Threat actors abuse TryCloudflare to deliver RATs.
Researchers at Proofpoint warn that threat actors are abusing the TryCloudflare free service to distribute malware. The researchers note, "In June and July, nearly all observed campaigns delivered Xworm, but previous campaigns also delivered AsyncRAT, VenomRAT, GuLoader, and Remcos. Some campaigns will lead to multiple different malware payloads, with each unique Python script leading to the installation of a different malware."

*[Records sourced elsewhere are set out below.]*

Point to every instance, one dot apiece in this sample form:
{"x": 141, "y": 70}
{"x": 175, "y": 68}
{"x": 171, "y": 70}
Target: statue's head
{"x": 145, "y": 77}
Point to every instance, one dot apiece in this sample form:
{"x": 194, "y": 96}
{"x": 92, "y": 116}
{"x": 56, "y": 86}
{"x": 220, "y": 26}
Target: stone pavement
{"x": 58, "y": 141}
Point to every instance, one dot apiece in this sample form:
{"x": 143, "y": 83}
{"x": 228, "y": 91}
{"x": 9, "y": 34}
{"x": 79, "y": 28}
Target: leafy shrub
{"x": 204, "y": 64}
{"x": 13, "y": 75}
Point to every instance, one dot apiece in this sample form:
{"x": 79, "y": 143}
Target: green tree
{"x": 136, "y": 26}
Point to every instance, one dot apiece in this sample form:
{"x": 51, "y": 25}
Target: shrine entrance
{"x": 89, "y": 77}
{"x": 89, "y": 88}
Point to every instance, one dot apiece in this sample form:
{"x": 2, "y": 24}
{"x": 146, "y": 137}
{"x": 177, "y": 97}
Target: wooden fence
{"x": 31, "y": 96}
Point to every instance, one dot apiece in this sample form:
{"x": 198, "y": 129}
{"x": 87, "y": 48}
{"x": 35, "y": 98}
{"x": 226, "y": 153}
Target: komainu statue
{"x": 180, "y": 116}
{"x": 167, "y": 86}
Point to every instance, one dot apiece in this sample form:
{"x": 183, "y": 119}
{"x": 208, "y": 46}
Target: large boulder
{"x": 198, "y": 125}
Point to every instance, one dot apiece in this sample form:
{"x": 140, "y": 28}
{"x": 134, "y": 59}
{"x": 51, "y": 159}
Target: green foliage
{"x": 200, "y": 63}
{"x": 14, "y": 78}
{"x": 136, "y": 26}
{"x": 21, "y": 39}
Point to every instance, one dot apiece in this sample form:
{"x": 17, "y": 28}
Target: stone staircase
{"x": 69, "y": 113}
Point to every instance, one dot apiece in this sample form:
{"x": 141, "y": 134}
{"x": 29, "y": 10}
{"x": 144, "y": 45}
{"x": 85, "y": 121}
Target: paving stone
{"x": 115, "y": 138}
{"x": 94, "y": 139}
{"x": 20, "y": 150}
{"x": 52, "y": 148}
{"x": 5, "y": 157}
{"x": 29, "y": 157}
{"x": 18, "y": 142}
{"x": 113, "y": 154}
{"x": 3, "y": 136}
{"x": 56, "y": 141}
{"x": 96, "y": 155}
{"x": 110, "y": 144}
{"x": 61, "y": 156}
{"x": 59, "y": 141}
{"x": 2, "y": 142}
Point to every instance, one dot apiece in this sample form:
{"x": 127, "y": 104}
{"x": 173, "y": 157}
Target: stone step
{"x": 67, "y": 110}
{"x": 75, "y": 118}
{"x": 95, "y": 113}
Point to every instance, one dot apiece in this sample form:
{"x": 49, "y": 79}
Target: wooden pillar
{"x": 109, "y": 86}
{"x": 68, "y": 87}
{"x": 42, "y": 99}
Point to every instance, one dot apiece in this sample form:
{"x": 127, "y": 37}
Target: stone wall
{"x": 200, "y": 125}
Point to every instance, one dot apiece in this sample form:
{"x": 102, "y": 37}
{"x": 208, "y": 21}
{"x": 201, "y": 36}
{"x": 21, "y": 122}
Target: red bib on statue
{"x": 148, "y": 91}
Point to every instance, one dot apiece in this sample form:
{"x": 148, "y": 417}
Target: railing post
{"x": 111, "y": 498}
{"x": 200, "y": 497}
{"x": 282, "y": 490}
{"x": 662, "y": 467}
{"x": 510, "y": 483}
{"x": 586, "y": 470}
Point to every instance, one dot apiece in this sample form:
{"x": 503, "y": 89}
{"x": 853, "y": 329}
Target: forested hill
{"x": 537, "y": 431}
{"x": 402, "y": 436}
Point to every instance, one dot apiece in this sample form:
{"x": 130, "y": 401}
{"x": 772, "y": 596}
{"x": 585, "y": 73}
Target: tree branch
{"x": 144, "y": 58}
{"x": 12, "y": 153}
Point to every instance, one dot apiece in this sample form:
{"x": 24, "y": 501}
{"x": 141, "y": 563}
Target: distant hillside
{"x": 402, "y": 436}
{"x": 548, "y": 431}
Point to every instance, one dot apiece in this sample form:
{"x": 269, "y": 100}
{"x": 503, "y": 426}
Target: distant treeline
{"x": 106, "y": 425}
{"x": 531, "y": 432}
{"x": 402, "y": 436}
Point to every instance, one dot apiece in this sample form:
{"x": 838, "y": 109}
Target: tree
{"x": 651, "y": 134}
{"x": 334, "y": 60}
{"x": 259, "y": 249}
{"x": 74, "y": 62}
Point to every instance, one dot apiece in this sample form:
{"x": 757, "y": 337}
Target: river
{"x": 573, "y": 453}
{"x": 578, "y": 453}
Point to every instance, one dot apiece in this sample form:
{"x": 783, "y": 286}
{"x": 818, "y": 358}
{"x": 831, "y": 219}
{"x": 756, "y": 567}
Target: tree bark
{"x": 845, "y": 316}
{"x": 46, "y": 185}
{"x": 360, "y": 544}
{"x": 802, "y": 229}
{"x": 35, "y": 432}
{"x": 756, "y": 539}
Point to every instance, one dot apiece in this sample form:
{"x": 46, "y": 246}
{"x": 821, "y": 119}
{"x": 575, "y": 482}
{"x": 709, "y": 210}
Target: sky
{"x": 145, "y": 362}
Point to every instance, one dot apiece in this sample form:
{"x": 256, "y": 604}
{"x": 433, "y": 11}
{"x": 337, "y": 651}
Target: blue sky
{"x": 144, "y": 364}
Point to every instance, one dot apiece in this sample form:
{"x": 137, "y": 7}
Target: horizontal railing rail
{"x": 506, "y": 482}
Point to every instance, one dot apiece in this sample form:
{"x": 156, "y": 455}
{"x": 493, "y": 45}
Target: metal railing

Proofpoint adds, "Campaign message volumes range from hundreds to tens of thousands of messages impacting dozens to thousands of organizations globally. In addition to English, researchers observed French, Spanish, and German language lures. Xworm, AsyncRAT, and VenomRAT campaigns are often higher volume than campaigns delivering Remcos or GuLoader. Lure themes vary, but typically include business-relevant topics like invoices, document requests, package deliveries, and taxes."
Patch news.
Bitdefender has patched a critical flaw affecting its GravityZone Update Server, GB Hackers reports. The vulnerability (CVE-2024-6980) could allow an unauthenticated attacker to cause a server-side request forgery. The issue "only affects GravityZone Console versions before 6.38.1-5 running only on premise."
Courts and torts.
CrowdStrike's shareholders have filed a lawsuit against the company over last week's outage, accusing CrowdStrike of making "false and misleading" statements about its software testing, the BBC reports. CrowdStrike has denied the allegations and says it will defend itself.
Delta Air Lines is also planning to sue CrowdStrike for compensation, CNBC reports. Delta estimates that the outage cost the airline up to $500 million after 7,000 flights were canceled. The company has hired high-profile attorney David Boies to handle the suit.